With a predominantly mountainous topography, much of Cumbria's cuisine has benefited from the mineral water springs, and lush, fertile soils of her mountainsides. Grazing cattle have long been a familiar site upon the slopes of Lake District mountains, including Scafell Pike, which has borne a reputation for rich dairy produce within the South Lakes districts, and greatly influenced the traditional fayre of the Lake District.


Mutton, Meat and The Infamous Curled Sausage.
Herdwick and North Mule sheep have been the archaic breeds responsible for providing succulent mutton to work-worn Cumbrians for centuries. The Lake District fells provide supreme quality grazing pastures rich in minerals, said to influence both the tenderness and quality of their meat. Shepherd's Pie is a popular derivative of the classic Mutton, Ale and Potato Pie that originated in Cumbria, using domestically grown vegetables such as onions to enhance flavour.

The Cumberland Sausage is by far Cumbria's most famous export - the recipe now having been adopted both nationally and internationally. Cumberland Sausage is characteristically unique from any other variant, in that it's shape is long and curled, rather than short and linked. Traditionally, the Cumberland Sausage was sold by length, and could measure anywhere from 2-4 feet long - rather different to the reproductions of Southern England and Germany, which rarely exceed 6-8 inches in length. The spiciness of Cumbrian-made sausages is thought to have been the influence of the spice trade first reaching Cumbria in the late 1600's.


Kendal Mint Cake
Cumbria's other famous export has to be the Kendal Mint Cake; an accidental invention of sweet-toothed factory owner Joseph Wiper in 1869. It is alleged he was in fact attempting to produce clear glacier mints, by boiling glucose, sugar and water, with mint flavouring. The end result should have been a clear consistency, however Wiper is thought to have stirred the mixture too much, resulting in the cloudy aesthetic we see today. Three companies (Quiggin's, Wilson's and Romney's) situated within the Kendal area, still produce Kendal Mint Cake to this day, however modern variants can be found with chocolate coatings, and other sugary flavourings to enhance the candy bars' appeal.


Sugar and Spice
Grasmere Gingerbread is another famously surviving recipe that many tourists flock to the small town, just to sample. Sarah Nelson first developed the Grasmere recipe in 1865, and it proved to be remarkably popular. The tiny cottage shop within the heart of Grasmere has changed little since Sarah Nelson hung up her apron for the last time, and the secret recipe is now in the hands of a family run company, who are continuing the production of this world-famous gingerbread.
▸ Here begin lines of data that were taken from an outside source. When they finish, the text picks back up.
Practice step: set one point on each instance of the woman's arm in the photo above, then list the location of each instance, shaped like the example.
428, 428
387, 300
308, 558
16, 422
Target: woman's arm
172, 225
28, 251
Cumberland Rum Nicky is a rather unusual Cumbrian pastry dish originating from the 17th Century - unusual because of the use of spices within it's recipe. While the rest of England had enjoyed spice imports for a number of Centuries, the North of England was one of the last areas to see it's arrival. The obsession with combining these strong flavours with local recipes led to a great deal of experimentation by daring cooks. One such result was the Cumberland Run Nicky; a pastry dish with a spicy date and rum filling, usually served with clotted cream.